Cancer driver genes are those with mutations that are essential for tumor development and spread. Led by ICREA researcher Patrick Aloy, scientists from the Structural Bioinformatics and Network Biology (SBNB) Laboratory at IRB Barcelona have developed a computational pipeline that predicts tumor response to different cancer treatments. This system is based on the identification of complex response markers derived from the patterns of co-occurrence between cancer driver genes carrying mutations. It has been tested experimentally and with data from breast cancer patients and has achieved 66% accuracy in the prediction of these responses.

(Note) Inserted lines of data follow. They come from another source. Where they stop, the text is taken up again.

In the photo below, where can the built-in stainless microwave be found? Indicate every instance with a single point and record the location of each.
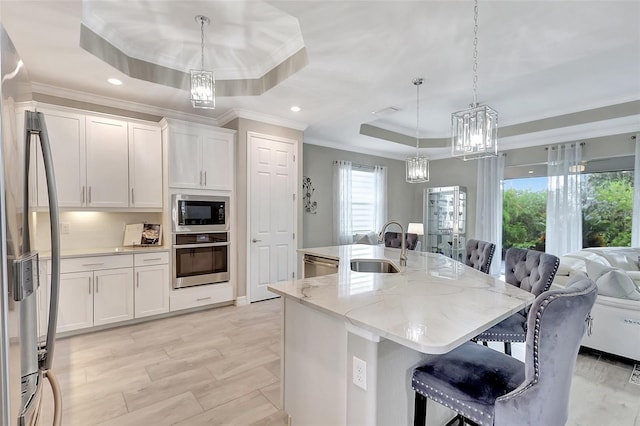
(199, 213)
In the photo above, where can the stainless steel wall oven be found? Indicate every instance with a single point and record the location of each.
(200, 258)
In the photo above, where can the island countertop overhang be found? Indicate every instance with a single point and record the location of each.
(432, 305)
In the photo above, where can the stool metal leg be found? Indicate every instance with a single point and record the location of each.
(420, 410)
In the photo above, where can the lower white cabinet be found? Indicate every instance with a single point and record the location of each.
(112, 296)
(151, 284)
(103, 290)
(75, 301)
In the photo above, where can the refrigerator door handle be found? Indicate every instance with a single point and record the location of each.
(47, 358)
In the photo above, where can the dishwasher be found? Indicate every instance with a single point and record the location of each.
(315, 266)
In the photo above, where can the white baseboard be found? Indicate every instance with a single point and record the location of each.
(241, 301)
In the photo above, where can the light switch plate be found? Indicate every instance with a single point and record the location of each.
(359, 373)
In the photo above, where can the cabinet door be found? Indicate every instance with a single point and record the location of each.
(67, 138)
(75, 303)
(185, 152)
(217, 161)
(107, 163)
(152, 290)
(145, 166)
(113, 296)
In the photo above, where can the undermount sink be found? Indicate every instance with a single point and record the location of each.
(380, 266)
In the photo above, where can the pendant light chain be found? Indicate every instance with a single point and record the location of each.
(475, 55)
(417, 82)
(202, 18)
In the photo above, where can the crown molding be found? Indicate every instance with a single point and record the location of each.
(234, 113)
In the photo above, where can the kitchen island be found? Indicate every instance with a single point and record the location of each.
(351, 339)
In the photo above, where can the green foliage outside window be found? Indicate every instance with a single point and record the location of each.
(606, 210)
(607, 204)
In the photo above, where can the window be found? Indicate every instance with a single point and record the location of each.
(363, 209)
(607, 205)
(360, 203)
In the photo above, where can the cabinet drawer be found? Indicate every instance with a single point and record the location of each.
(185, 298)
(95, 263)
(155, 258)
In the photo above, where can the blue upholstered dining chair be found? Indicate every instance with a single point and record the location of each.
(492, 388)
(479, 255)
(530, 270)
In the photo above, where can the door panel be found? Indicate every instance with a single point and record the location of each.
(272, 184)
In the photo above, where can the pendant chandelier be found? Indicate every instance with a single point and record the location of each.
(203, 84)
(418, 166)
(474, 131)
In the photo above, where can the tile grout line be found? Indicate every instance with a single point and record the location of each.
(635, 375)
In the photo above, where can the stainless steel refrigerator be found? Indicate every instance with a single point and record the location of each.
(26, 353)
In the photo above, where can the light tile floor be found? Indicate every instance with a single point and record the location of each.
(222, 367)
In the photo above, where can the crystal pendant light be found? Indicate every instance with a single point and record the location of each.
(474, 131)
(418, 166)
(203, 84)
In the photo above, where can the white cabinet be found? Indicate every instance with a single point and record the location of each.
(100, 162)
(112, 296)
(75, 301)
(67, 138)
(201, 157)
(145, 166)
(107, 162)
(95, 291)
(151, 284)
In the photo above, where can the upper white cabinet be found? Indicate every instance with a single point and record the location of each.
(101, 162)
(67, 137)
(107, 163)
(200, 157)
(145, 166)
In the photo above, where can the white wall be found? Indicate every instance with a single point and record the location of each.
(92, 229)
(318, 165)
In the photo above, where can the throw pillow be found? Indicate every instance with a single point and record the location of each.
(613, 282)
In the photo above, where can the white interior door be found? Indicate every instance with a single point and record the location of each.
(273, 183)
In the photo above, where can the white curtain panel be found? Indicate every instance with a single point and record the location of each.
(380, 194)
(342, 231)
(564, 201)
(489, 206)
(635, 225)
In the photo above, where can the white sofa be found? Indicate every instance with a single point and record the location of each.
(616, 313)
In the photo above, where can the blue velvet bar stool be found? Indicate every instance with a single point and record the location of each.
(487, 387)
(530, 270)
(479, 255)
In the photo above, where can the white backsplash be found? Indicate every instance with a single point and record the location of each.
(90, 230)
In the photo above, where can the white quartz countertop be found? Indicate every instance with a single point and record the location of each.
(432, 306)
(106, 251)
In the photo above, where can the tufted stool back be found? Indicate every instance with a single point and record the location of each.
(479, 255)
(530, 270)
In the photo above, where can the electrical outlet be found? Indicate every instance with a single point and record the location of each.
(359, 373)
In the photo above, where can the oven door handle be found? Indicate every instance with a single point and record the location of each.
(181, 246)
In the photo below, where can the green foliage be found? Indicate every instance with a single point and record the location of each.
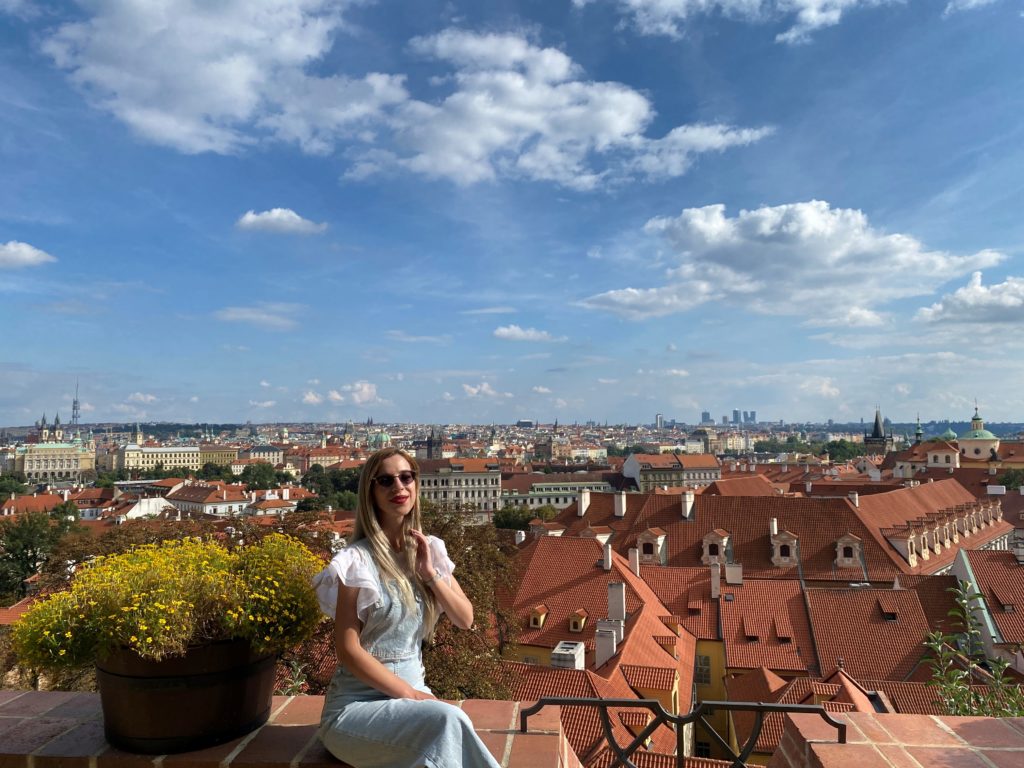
(958, 660)
(259, 476)
(518, 517)
(27, 542)
(159, 599)
(461, 664)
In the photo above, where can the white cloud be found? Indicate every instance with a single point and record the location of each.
(14, 255)
(820, 386)
(668, 17)
(411, 339)
(799, 259)
(957, 5)
(491, 310)
(514, 333)
(271, 316)
(999, 303)
(282, 220)
(483, 389)
(223, 77)
(363, 392)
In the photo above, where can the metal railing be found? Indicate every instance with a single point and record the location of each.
(677, 723)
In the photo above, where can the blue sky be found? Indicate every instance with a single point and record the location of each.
(486, 211)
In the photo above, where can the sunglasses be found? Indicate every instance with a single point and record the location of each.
(406, 478)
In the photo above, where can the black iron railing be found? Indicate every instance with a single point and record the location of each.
(677, 723)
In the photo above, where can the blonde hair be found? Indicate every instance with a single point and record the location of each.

Given their key role in tumor development, cancer driver genes have been widely studied in recent decades. Knowledge of which of these genes are affected in a specific tumor can help to identify the most appropriate therapeutic strategy for that patient, in an approach known as precision medicine. For the first time, researchers from the SBNB Lab propose the co-occurrence (or lack thereof) of alterations in two or more cancer driver genes as a key factor in predicting the response to a certain treatment.
“The sum of two or more cancer driver genes affected by mutations leads to the formation of a complex network of biomarkers, alters the molecular profile of the tumor and affects its response to treatments,” says Aloy. “Through this work, we see that studying cancer driver genes as a whole, analyzing the different combinations, can bring about a great advance towards precision medicine,” he adds.
From bioinformatics to experimental and clinical analysis
Although there are a lot of data on cancer genomes, less information is available on the outcome of therapeutic interventions in patients. The researchers started from a public database that collects information on the effect of multiple treatments on the growth of human tumors that have been implanted in a mouse model. Based on these data, they selected 53 treatments (or combinations of treatments) and compared the molecular profiles of tumors that responded to each treatment and those that did not.
“After developing our computational model, we validated it experimentally in human tumors implanted in mice,” says Lídia Mateo, postdoctoral researcher at the SBNB Lab and first author of the study. “We were able to predict the outcome of the therapy in 12 of the 14 case studies, well above the power of approved biomarkers to predict drug response,” she adds. The researchers also validated the algorithm with treatment response data from patients with breast cancer.